Catchy phrasing: the four traits of memorable lines
- A Cornell study isolated what makes movie quotes and ad slogans stick, controlling for delivery, context, and actor fame.
- Four traits: familiar syntax, distinctive word choice, portability (usable anywhere), and compression (no extra words).
- "You had me at hello" — familiar structure, surprising word in the key slot, five words, no conjunctions.
- Familiar syntax lets the brain process effortlessly; one unexpected word creates a flag the brain tags as important.
- Test any line: could it work as a meme or on a t-shirt? If not, it has too many words or the syntax is too complex.
- Fix: strip it down, make one word distinctive, remove every "and" or "but", add white space after.
Order of revelation: sequencing controls interpretation
- The same facts land differently depending on which comes first.
- "This strategy increased conversions 27% — it's controversial" vs "This breaks best practices and increased conversions 27%" are the same case study with opposite anchors.
- Schema activation: the first fact becomes the interpretive frame for everything that follows.
- Lead with the result when the audience wants to win. Lead with the risk when they value innovation.
- If you get the order wrong, the prospect decides what matters — they hear price instead of value, risk instead of opportunity.
- Before writing anything important: what belief does the audience need to hold before they encounter the next fact?

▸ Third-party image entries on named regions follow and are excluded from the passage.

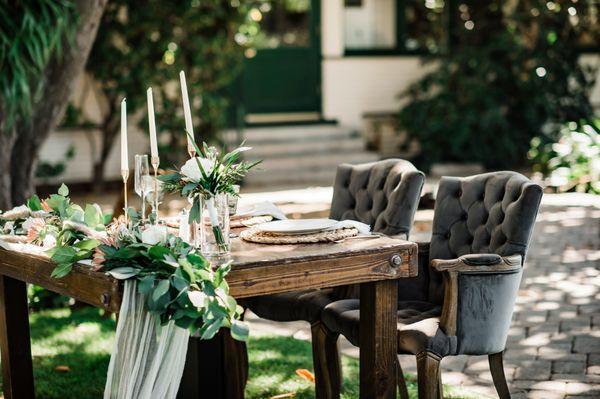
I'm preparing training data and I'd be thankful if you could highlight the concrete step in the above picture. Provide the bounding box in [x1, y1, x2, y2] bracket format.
[237, 124, 379, 188]
[244, 125, 360, 146]
[246, 138, 365, 160]
[245, 151, 379, 185]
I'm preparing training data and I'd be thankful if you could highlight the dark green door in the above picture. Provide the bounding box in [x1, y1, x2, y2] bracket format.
[242, 0, 321, 120]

Stealing thunder: preemptive disqualification builds trust
- Volunteer when you are not the right fit before the prospect brings it up.
- Example: "If your organisation has a dozen people iterating in copy docs, my approach won't fit."
- This shifts you from sales mode to expert mode. Experts tell the truth even when it costs them the deal.
- The blemishing effect: admitting a small negative when overall competence is high increases likability and persuasion.
- Trust comes from honest judgment about fit, not from proving competence alone.
- Prospects stop defending their budget and start moving money to bring you in.
- Use it explicitly: "If you want fast copy you can deploy this afternoon, this isn't for you."
Anti-hype: understatement raises credibility
- Hype: "This one decision completely changed how we approach marketing forever."
- Anti-hype: "It wasn't dramatic. We just stopped doing what everyone else was doing."
- Language expectancy theory: strategically violating expected patterns shifts how a message is received.
- The brain does not get defensive when things are understated — it leans in.
- In high-trust sales and senior leadership environments, hype reads as desperation; anti-hype reads as confidence.
- Find the moment where you are tempted to inflate and do the opposite: replace "what happened next shocked us" with "nothing surprising happened — that was the problem."
Bucket brigades: micro-curiosity maintains momentum
- Short phrases (1–5 words) that create an open loop closed immediately in the next line.
- Examples: "Here's the thing", "Fact is", "Here's why", "Let me explain."
- These exploit the brain's need for closure — readers cannot stop mid-phrase without feeling incomplete.
- Useful when transitioning from a concrete point to its meaning, or when asking readers through a belief shift.
- They act as cognitive breaks that reset pacing without losing the thread — "breathe, then keep going."
- Only use when they earn their place: if removing one improves the writing, it was not doing its job.